Dear Friends and Parishioners of Saint Patrick,

Love and peace to you and yours.

In these first days of October, we celebrate the feasts of two saints who call us to understand the essence of genuine love and the joy of peace.

Saint Therese of the Child Jesus, who is also known as St. Therese of Lisieux, a Carmelite nun who was born 150 years ago and entered religious life at the age of 15, was canonized in 1925 and declared to be a Doctor of the Church in 1997.  Her feast day is October 1.  At first glance, her life and her writings may appear simplistic.  However, as we reflect upon her daily witness and her written word, we get to peer into the heart of a strong and resilient soul who truly knew what it was to have a heart in consummate union with God. One of her more famous lines is, “Let us love, since that is what our hearts were made for.”

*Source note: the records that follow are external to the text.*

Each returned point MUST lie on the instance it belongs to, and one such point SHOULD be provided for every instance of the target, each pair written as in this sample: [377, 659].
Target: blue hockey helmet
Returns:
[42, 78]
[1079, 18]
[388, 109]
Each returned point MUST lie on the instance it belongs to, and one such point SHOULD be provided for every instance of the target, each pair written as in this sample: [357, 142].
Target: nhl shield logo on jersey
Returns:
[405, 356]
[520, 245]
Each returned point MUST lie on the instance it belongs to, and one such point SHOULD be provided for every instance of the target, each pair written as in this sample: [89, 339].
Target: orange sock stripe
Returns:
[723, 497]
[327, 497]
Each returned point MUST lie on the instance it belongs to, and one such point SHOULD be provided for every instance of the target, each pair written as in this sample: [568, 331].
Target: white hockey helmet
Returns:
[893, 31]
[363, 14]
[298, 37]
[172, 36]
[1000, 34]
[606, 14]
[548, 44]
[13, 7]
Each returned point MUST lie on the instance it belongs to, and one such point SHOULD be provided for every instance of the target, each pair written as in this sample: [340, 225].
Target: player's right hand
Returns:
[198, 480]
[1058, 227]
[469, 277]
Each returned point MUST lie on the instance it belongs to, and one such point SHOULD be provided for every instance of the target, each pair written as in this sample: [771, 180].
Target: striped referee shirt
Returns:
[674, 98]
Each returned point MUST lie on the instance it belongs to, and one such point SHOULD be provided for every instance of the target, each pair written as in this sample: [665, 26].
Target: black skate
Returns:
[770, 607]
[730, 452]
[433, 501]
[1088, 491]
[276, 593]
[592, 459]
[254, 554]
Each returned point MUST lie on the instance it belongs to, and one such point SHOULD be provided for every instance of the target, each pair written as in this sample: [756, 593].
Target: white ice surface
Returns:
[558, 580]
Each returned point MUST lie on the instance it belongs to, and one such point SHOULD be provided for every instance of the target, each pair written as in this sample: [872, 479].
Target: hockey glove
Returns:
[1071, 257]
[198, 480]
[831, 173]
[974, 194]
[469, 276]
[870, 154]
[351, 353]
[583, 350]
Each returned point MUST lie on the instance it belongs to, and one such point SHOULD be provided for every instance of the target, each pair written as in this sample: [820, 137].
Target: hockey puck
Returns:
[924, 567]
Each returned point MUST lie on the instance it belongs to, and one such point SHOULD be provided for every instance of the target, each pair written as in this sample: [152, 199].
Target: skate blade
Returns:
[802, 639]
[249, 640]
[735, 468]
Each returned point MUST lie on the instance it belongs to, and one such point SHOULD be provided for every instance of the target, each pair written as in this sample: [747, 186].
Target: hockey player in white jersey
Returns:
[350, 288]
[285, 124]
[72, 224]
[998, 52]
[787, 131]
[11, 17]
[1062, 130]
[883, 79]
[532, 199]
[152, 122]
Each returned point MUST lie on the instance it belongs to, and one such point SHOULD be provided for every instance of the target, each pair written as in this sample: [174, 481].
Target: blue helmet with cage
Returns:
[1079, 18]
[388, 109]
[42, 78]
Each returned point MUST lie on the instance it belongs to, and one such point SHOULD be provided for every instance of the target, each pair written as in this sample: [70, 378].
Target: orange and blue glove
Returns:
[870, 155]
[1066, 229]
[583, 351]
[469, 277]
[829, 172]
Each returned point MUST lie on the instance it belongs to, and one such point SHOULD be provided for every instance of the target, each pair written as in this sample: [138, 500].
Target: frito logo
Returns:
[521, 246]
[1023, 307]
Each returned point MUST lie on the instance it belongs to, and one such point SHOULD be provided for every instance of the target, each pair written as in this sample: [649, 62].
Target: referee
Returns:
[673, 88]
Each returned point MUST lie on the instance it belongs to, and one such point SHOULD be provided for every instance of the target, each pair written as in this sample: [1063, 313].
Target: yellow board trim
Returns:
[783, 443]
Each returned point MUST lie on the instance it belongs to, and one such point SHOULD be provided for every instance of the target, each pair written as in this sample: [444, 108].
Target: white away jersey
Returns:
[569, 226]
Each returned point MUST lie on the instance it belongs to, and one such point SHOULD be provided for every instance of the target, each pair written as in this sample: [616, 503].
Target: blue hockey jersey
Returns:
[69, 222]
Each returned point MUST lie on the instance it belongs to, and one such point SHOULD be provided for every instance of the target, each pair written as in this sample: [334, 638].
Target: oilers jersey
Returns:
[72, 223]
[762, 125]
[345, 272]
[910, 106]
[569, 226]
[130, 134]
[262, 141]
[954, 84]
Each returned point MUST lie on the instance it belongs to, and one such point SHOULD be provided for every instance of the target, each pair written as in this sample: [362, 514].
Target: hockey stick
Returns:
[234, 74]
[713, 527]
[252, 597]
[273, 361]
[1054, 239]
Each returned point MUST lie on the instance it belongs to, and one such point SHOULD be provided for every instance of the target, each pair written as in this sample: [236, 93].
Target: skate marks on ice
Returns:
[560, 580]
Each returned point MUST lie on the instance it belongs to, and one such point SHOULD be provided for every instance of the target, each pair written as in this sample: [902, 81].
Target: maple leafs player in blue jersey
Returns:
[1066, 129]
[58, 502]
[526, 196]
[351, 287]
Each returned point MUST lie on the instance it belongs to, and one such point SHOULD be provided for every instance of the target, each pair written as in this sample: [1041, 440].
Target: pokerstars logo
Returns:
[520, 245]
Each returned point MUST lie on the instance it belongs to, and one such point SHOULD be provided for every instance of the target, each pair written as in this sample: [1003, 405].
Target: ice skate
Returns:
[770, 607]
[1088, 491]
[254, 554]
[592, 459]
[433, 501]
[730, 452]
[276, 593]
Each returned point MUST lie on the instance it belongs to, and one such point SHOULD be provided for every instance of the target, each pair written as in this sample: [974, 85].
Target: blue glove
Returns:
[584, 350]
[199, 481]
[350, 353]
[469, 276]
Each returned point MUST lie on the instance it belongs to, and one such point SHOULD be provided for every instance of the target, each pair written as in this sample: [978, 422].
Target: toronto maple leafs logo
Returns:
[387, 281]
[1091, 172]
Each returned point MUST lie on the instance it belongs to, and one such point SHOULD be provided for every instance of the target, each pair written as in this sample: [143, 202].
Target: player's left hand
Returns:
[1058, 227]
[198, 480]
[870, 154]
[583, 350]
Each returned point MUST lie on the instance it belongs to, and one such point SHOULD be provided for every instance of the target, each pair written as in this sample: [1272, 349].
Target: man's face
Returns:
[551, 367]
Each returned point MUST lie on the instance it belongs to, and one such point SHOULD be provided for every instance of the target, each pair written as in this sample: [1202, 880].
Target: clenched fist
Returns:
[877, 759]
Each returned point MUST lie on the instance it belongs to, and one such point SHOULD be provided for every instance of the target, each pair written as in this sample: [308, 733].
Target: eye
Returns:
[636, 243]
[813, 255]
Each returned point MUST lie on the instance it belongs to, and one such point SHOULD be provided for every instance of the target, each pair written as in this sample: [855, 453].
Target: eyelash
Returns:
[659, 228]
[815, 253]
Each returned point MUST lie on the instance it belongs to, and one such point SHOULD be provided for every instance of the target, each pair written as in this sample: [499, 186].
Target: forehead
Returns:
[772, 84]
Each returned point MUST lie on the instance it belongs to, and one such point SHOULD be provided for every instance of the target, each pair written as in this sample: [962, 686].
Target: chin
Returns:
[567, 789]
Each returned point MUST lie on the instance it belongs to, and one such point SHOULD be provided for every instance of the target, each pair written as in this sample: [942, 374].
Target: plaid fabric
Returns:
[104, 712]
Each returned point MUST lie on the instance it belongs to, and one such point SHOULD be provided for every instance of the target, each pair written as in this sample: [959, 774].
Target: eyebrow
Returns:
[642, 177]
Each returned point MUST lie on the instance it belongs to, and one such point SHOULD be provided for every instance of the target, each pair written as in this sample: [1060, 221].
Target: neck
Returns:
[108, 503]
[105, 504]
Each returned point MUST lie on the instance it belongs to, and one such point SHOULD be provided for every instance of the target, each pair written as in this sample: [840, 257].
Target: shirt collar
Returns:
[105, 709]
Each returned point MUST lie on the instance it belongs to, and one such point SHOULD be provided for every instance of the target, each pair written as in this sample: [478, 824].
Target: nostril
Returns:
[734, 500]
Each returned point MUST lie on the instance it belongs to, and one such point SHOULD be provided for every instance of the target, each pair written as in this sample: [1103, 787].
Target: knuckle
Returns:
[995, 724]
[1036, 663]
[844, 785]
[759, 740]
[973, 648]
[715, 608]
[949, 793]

In an on-line column, Jeannie Ewing offers some insight into this beautiful truth. Ewing states that “we forget, in our modern age, that love isn’t based on emotion.  It’s not the secular notion of fantasy, romance, and chemistry.  It’s not lust. Love is, indeed, what we were born to do and become, because we are reflections of the Triune God, who is Love incarnate. As a decision, rather than a feeling, love requires us to step outside of our egocentric behavior and always seek to serve the other. When we do this, our hearts expand beyond imagination, and we are then capable of loving even more than we knew possible.” 

Although Saint Francis of Assisi, whose feast day is October 4, did not necessarily pen the “Prayer of Saint Francis” (probably a compilation of works from other pious souls), the essence of the prayer reflects the peace in his heart.  What powerful words for our generation who boasts of being a global community but can be painfully divided, dares to define love but is really good at hatred, seeks happiness in many ways but still sadly despairs, pursues personal freedom but is victim to a culture of death. Regardless of who actually wrote it, the prayer inspires and challenges:  

Lord, make me an instrument of your peace.
Where there is hatred, let me bring love.
Where there is offence, let me bring pardon.
Where there is discord, let me bring union.
Where there is error, let me bring truth.
Where there is doubt, let me bring faith.
Where there is despair, let me bring hope.
Where there is darkness, let me bring your light.
Where there is sadness, let me bring joy.
O Master, let me not seek as much
to be consoled as to console,
to be understood as to understand,
to be loved as to love,
for it is in giving that one receives,
it is in self-forgetting that one finds,
it is in pardoning that one is pardoned,
it is in dying that one is raised to eternal life.